Where the author loses me is with this summary.
To become a tool for non-scientist participation, science blogs need to stabilize as a genre or as a set of subgenres where smaller conversations may facilitate more meaningful participation from members of the public. Science bloggers need to become more aware of their audience, welcome non-scientists, and focus on explanatory, interpretative, and critical modes of communication rather than on reporting and opinionating.
We don’t need to ‘stabilize’ on anything: the virtue of this medium is unfettered diversity. Pharyngula is not to everybody’s taste (really!), but is just right for some others — the wonderful part of the science blogosphere is that we have so many different ideas bouncing around out here. Why, there are even people who disagree with me!
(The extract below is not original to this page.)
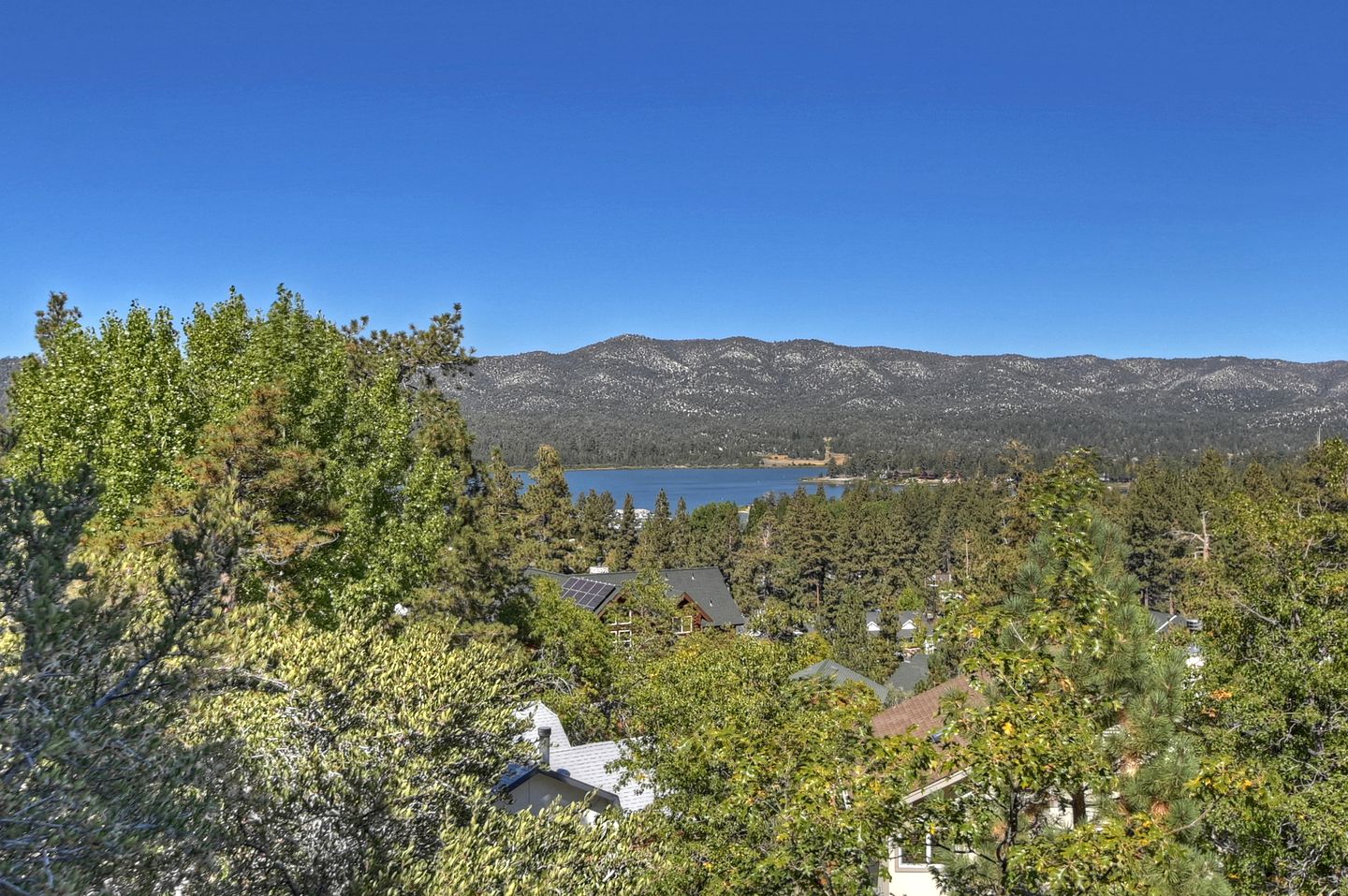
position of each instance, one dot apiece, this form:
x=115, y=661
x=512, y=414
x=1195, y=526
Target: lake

I also think I am pretty aware of my audience, and if you look at the comment threads here, they aren’t just scientists. This is the gladiatorial arena of the science blogosphere, and we don’t restrict attendance to the prissy ol’ patricians — everyone likes a good bloody rhetorical battle now and then. I know my readers like it when the bestiarii take on those animals, the creationists, and they also like the gladiatorial competitions between equals. And then we often break into homilies and tutorials. If that isn’t appealing to a wide audience, I don’t know what is.
I can’t help but think that the author had some preconceptions about how a science blog should be (which usually means antiseptic, pure, aloof, esoteric, and technical) and found that they are rarely that way at all. And was a bit disappointed.